Söz verip sözünü tutmamak: Çocuklar davranışlarının büyük çoğunluğunu anne-baba yı model alarak edinirler. Ebeveyn çocuğa küçük yalanlar söylemekte sakınca görmüyor, o anı kurtarmak adına bazı sözler verip sonra bu vaadleri yerine getirmiyorsa; çocuğun öğrendiği şudur:
“Her söz yerine getirilmeyebilir, o zaman benimde anne ve babama ya da diğer insanlara vereceğim her sözü yerine getirmeme gerek yoktur.” , “İhtiyaç duyduğumda yalan söylememde bir sakınca yoktur.”
Sevgili aileler ; çocuklarınıza nasıl davranmaları gerektiğini söylemek onların davranış değişikliğinde hiçbir işinize yaramaz; eğer ki o davranışları siz yapmıyor iseniz.
Söylediklerini kendisi yapmamak: Yukarıda da bahsedildiği gibi, çocuklarda istendik davranış değişikliğinin birinci koşulu o davranışları ailelerin de yapıyor olmasıdır
Sorularına cevap vermemek: Bir rehberle birlikte hiç bilmediğiniz ve içi daha önce hiç görmediğiniz bir sürü detayla dolu bir şehre gittiğinizi hayal edin. O şehirdeki her şeyi incelemek, mümkünse dokunmak istemez misiniz? Muhtemelen yanınızdaki rehberi de sorularınızla bunaltacaksınızdır. İşte çocukların durumu da aynen böyledir. Onların keşfetmeleri gereken koca bir dünya vardır ve dolayısıyla işleri çoktur! Bu aşamada bizim ebeveyn olarak görevimiz onlara iyi bir rehberlik edebilmektir. Onların bu keşfetme yolculuğunda ellerinden tutmalı, belki bizimde bilmediğimiz pek çok şeyi onlarla birlikte öğrenmenin tadını çıkarmalıyız.
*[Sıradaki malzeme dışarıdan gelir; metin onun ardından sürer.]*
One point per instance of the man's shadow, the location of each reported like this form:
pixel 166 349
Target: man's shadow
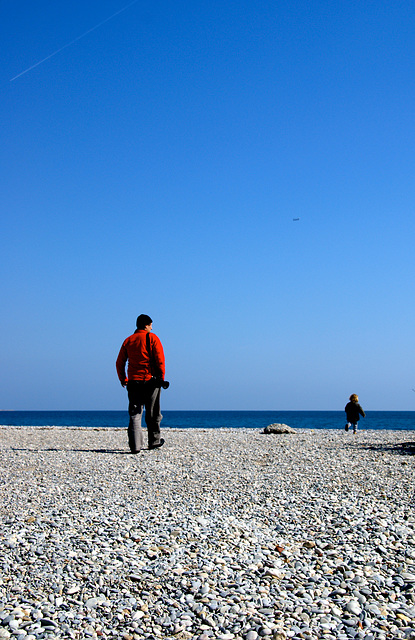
pixel 117 451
Ona özel zaman ayırmamak: Günümüzde bayanların çalışma hayatında fazlaca yer edinmesi, her iki eşin yoğun çalışmasına; dolayısıyla “Zamansızlık” problemine yol açmıştır. Babalar geç saatlere kadar çalışmakta, annelerin çalışma hayatının üzerine ev işleri de eklenince insanlar, sürekli bir koşuşturma ve “İşleri yetiştirme” mücadelesine girmişlerdir.
Bu koşturma içerisinde çocuklarımıza “Ödevlerini yaptınmı?”, “Dişlerini fırçalamayı unutma” , “Erken yat sabah kalkamayacaksın” gibi talimatlar vererek onlarla ilgilendiğimizi düşünmekteyiz. Oysa çocuğumuzun ihtiyacı olan şey gün içerisinde kısa da olsa ona ayıracağımız bir zamandır. Belki sohbet ederek, duygularına, gün içerisinde neler yaptığına yönelik konuşarak, belki oyun oynayarak, belki birlikte pasta börek bir şeyler yaparak, resim çizerek çocuğumuzla kaliteli zaman geçirmiş oluruz.
Çocuğunuz ile geçirdiğiniz vakit onun özgüven gelişimi açısından çok önemlidir. Çünkü ona vakit ayırmanız ona verdiğiniz değeri göstermektedir . Bilinç dışına ‘’Ben sana değer veriyorum çünkü vakit ayırıyorum’’ mesajı verilir . Ayıracağınız vakit çocuğunuzun mutluluğunu sağlayacak ve onun normal psikolojik gelişimine katkıda bulunacaktır. Aksi takdirde çocuğunuz sizden davranış problemleri ile vakit isteyecek ve onunla zoraki ilgilenmek zorunda kalacaksınız.